Perhaps we should pay less attention to the public health folks then?

Yes, yes, OK, this is something of a cheap shot, this is in The Guardian after all. Further, it’s by Devi Sridhar, so v cheap. But still:

For the past 75 years in global public health, one of the major priorities has been exponential population growth and Malthusian concerns that the supply of food on the planet won’t be able to keep up. In 1951, the world’s population was 2.5 billion, which increased to 4 billion by 1975, 6.1 billion by 2000, and 8 billion by 2023. Governments in the two most populous countries, India and China, even implemented, respectively, draconian policies such as forced sterilisation and a one-child restriction.

So global public health has concentrated, for the best part of a century, on being wholly, exactly and precisely wrong then?

How they went wrong is, of course, that they ignored economics. The Malthusian concern was wrong because they didn’t bother to look at agricultural productivity. Which increased faster than the population did - that’s why we’ve now 8 billion in a world awash with food. The exponential population growth was wrong because they didn’t understand the impact of both wealth itself and the economic liberation of women (two closely linked issues of course). The two, together, leading to the collapse in fertility rates.

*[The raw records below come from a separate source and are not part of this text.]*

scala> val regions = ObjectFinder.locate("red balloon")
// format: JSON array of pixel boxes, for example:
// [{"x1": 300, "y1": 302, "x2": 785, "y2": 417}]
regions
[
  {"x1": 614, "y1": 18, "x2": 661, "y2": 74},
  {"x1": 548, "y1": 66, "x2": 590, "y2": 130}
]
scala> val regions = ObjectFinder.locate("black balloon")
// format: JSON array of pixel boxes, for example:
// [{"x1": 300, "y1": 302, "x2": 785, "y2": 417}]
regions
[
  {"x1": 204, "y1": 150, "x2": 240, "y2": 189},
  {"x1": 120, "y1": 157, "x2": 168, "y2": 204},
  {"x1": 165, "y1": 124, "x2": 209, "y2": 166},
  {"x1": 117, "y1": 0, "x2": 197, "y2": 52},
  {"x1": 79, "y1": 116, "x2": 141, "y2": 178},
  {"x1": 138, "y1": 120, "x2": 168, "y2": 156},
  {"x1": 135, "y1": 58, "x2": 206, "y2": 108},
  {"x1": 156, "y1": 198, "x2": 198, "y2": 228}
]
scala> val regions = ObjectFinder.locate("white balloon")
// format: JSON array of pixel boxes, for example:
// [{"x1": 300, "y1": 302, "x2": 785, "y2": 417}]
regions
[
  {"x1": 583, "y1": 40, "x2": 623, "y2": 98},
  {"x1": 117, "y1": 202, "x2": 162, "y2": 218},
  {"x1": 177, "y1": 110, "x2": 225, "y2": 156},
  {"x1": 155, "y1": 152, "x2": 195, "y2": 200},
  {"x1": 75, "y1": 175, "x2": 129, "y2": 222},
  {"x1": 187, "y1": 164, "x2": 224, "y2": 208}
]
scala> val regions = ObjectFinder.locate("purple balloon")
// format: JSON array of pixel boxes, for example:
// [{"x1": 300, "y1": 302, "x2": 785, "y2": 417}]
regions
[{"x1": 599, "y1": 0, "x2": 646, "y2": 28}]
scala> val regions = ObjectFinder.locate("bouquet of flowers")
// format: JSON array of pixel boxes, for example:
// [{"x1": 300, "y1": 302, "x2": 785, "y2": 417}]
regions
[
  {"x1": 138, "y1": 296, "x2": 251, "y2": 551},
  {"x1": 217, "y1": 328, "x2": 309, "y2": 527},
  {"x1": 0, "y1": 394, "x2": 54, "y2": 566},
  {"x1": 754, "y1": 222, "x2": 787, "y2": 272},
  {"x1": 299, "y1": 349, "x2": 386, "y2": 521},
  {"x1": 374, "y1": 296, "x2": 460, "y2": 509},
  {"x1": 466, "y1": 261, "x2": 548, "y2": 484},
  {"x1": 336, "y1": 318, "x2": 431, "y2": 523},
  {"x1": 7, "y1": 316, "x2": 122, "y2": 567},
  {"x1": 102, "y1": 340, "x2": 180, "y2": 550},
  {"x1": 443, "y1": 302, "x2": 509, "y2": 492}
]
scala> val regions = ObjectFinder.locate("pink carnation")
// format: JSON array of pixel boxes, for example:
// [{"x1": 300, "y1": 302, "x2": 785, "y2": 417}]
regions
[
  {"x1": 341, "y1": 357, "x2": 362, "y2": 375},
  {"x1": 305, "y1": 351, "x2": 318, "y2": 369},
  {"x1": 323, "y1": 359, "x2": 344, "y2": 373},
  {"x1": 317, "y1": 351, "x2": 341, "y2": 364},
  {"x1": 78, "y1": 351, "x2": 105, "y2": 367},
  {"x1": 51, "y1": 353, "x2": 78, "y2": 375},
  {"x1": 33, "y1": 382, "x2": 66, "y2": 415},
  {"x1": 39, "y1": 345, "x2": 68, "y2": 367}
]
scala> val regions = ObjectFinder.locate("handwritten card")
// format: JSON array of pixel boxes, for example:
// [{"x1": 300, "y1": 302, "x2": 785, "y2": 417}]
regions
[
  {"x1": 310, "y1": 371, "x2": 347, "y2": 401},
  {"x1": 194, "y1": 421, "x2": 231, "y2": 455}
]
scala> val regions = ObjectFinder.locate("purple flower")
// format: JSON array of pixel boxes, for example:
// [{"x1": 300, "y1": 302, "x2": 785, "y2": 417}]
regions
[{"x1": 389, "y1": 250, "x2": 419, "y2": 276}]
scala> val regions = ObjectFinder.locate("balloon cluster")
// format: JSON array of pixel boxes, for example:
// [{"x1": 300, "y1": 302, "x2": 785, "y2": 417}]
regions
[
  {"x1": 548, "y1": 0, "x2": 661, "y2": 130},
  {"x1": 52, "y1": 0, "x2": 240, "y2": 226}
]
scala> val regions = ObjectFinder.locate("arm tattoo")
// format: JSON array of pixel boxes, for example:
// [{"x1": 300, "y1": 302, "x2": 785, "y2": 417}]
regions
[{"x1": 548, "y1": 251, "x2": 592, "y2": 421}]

No, really, it’s not contraception and it’s not abortion either. It is desired fertility that has fallen. As a result of that richer world - and greater liberation - leading to there being more things to do in a life. Therefore any one of them gets done less. That’s the flip side of opportunity costs and if we’re not going to include opportunity costs in our analysis then we might be doing something but it won’t be anything sensible.

So, if global public health has been majorly wrong pretty much since the inception of the field then how much weight should we put upon current obsession in the field?

As, yes, they’re trying to ban vaping so that more people will smoke cigarettes, aren’t they?

Which does lead to an interesting question. Is there any other example of a science getting worse a century in from its inception?